Duas crise - por António Vitorino -
DUAS CRISES
António Vitorino
jurista
Na última semana ocorreram duas catástrofes naturais em Myanmar e na China, provocando dezenas de milhares de mortos e de desalojados.
As reacções a estes cataclismos por parte das respectivas autoridades não podiam ser mais contrastantes.
Enquanto na China assistimos a uma assunção clara da dimensão da tragédia e a uma mobilização em massa dos serviços de protecção civil e das próprias forças armadas no apoio às vítimas, na antiga Birmânia prevaleceu uma lógica política de ocultação e de dissimulação dos efeitos do ciclone sobre as populações.

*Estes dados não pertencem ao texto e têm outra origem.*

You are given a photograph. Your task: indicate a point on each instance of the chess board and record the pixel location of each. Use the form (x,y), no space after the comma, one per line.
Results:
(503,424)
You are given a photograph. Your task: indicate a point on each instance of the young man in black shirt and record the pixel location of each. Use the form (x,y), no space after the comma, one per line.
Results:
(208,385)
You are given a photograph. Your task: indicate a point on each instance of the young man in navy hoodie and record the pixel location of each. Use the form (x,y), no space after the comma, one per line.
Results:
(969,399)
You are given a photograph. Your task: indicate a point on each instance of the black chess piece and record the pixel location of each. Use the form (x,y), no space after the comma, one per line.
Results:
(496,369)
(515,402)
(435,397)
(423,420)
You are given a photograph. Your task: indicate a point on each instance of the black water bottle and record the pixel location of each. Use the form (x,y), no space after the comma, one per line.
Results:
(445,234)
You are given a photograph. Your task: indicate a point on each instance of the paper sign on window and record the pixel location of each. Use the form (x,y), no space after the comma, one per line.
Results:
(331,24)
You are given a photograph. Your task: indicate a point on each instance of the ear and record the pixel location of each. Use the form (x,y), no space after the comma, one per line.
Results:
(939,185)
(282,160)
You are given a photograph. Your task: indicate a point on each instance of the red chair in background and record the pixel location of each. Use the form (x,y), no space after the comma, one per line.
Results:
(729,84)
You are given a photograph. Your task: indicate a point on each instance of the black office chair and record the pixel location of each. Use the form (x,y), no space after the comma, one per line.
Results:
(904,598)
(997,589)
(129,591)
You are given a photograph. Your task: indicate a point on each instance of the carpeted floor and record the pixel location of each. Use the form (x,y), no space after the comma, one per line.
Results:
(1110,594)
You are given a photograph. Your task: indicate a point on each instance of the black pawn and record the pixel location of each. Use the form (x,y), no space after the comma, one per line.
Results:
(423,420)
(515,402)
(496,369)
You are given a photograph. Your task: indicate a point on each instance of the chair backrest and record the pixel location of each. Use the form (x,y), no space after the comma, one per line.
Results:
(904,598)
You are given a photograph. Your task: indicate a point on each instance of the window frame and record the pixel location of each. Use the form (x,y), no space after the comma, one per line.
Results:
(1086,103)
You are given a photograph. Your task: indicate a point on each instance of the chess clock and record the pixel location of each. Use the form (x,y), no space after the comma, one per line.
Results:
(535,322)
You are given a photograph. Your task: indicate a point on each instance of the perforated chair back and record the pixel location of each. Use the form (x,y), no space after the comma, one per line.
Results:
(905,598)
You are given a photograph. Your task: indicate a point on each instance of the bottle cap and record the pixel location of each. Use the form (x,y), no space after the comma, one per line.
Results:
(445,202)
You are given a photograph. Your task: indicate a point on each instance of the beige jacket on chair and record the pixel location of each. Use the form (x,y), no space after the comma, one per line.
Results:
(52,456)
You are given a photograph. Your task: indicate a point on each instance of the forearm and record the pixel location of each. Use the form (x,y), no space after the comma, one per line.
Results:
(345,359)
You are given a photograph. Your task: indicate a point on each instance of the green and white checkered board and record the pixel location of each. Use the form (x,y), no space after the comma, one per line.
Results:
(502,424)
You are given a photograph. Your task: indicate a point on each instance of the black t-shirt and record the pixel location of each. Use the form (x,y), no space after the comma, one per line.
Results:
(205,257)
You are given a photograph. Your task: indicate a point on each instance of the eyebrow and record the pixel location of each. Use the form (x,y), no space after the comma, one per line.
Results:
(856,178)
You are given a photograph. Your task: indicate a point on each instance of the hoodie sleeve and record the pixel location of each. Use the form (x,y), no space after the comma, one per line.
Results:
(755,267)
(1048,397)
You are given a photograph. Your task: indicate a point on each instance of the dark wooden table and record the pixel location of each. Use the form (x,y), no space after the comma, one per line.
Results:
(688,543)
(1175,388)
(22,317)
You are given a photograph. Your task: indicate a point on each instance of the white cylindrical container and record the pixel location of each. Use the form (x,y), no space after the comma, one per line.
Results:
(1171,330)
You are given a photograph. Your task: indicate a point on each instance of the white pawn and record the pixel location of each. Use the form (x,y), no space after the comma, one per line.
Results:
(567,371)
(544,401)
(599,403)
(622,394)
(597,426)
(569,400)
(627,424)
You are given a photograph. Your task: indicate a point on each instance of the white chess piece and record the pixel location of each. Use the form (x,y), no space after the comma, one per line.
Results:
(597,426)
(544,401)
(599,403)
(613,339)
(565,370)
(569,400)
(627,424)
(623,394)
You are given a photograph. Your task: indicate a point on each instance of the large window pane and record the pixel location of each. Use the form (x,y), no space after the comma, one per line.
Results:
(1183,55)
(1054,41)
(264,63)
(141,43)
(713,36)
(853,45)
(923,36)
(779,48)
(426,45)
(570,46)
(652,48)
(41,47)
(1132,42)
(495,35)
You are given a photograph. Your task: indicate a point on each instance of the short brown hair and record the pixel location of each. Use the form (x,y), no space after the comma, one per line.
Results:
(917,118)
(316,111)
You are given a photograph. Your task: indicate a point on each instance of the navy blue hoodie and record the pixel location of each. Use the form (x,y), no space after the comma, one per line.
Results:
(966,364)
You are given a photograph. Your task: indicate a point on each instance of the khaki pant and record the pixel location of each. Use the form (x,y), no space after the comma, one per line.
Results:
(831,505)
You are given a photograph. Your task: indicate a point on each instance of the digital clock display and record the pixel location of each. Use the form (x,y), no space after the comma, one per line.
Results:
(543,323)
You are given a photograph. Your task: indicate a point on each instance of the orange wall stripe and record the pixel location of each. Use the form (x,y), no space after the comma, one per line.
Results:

Numa primeira análise, importa sublinhar que está em causa a dignidade das pessoas e o valor supremo da vida humana.
A China e Myanmar são muito diferentes entre si, como países e como tradição histórica e cultural, mas a diferença das reacções não se pode explicar por qualquer razão filosófica.
Pelo contrário, estando em causa os mesmos valores, só razões de ordem política podem explicar tais diferenças.
A escassas semanas dos Jogos Olímpicos, as autoridades chinesas sabem bem que os olhos do mundo estão concentrados em Pequim e que uma catástrofe com estas dimensões sempre teria uma repercussão global.
Por isso, para além da sua obrigação directa de socorrer as vítimas, as autoridades chinesas apostaram numa política de abertura e de informação que nos permite a todos, observadores exteriores, não só solidarizarmo-nos com as pessoas atingidas mas também elogiar a eficácia da resposta dada.
No caso de Myanmar, a Junta Militar adoptou a conduta oposta. Minimizou as consequências do ciclone, primou pela ineficácia (ou ausência mesmo de resposta), preferiu persistir na realização de um referendo que visa concentrar (ainda mais) o poder nas mãos dos generais e barrou o acesso internacional quer à informação quer às equipas de apoio humanitário.
Já muito se escreveu sobre o que significa esta actuação. Mais até do que a omissão do dever de proteger as populações que incumbe às autoridades de um Estado, estamos perante uma conduta equiparável à de um verdadeiro genocídio em massa. Os governantes birmaneses não podem ignorar a dimensão da catástrofe nem as suas previsíveis consequências e, por isso, ao recusarem o socorro às vítimas, só podem pretender o resultado a que infelizmente iremos chegar: para além das mortes directamente provocadas pelo ciclone (oficialmente serão mais de 30 mil, observadores diplomáticos, contudo, indicam que podem chegar aos cem mil), as doenças e o estado de abandono dos sobreviventes poderão ampliar ainda mais estes números terríveis.
E perante este cenário de horror, que provoca uma justa indignação à escala planetária, não se pode deixar de lamentar a tibieza da reacção da comunidade internacional.
Não me refiro, claro está, aos apelos e às declarações retóricas dirigidas às autoridades de Rangum. Nesse plano todos estiveram presentes e fizeram as declarações do costume.
Mas o que é chocante é, por um lado, a inacção das Nações Unidas e, por outro, a divisão sobre o tema dos europeus.
Como europeísta que sou fico desolado ao saber que o Conselho dos Ministros dos Negócios Estrangeiros da União Europeia não deu sequência a uma proposta da Alemanha, da França e do Reino Unido no sentido de desencadear uma operação de ajuda humanitária assente em corredores protegidos que permitissem o acesso directo das organizações não governamentais às zonas sinistradas e a entrega de ajuda às populações afectadas. Prevaleceu a regra da unanimidade e o resultado prático foi enviar o comissário do Desenvolvimento a Rangum para convencer os militares...
De igual modo as Nações Unidas não foram capazes de desencadear uma operação de pressão sobre as autoridades de Rangum que fizesse a diferença para as vítimas. Impunha-se uma atitude muito mais enérgica do Conselho de Segurança (onde seria improvável que a China, até pelas razões acima indicadas, pudesse levar até ao fim uma possível intenção de veto), que poderia mesmo indiciar a efectivação da responsabilidade penal internacional dos autores do crime de genocídio.
Obs: Façam-se umas centenas de cópias desta reflexão para enviar aos organismos internacionais do costume zeladores do status quo, quem sabe algum desses organismos ou mais fieis representantes do ideal europeu possam receber a chave da cidade Rangum - para colocarem uma velinha por cada uma das vítimas desta catástrofe natural (a que se soma uma catástofre política típica das ditaduras) e em relação à qual a dita Comunidade internacional pouca ou nada fez, faz e fará. Enfim, o cinismo e a hipocrisia do costume, desta feita a custo de milhares de vidas.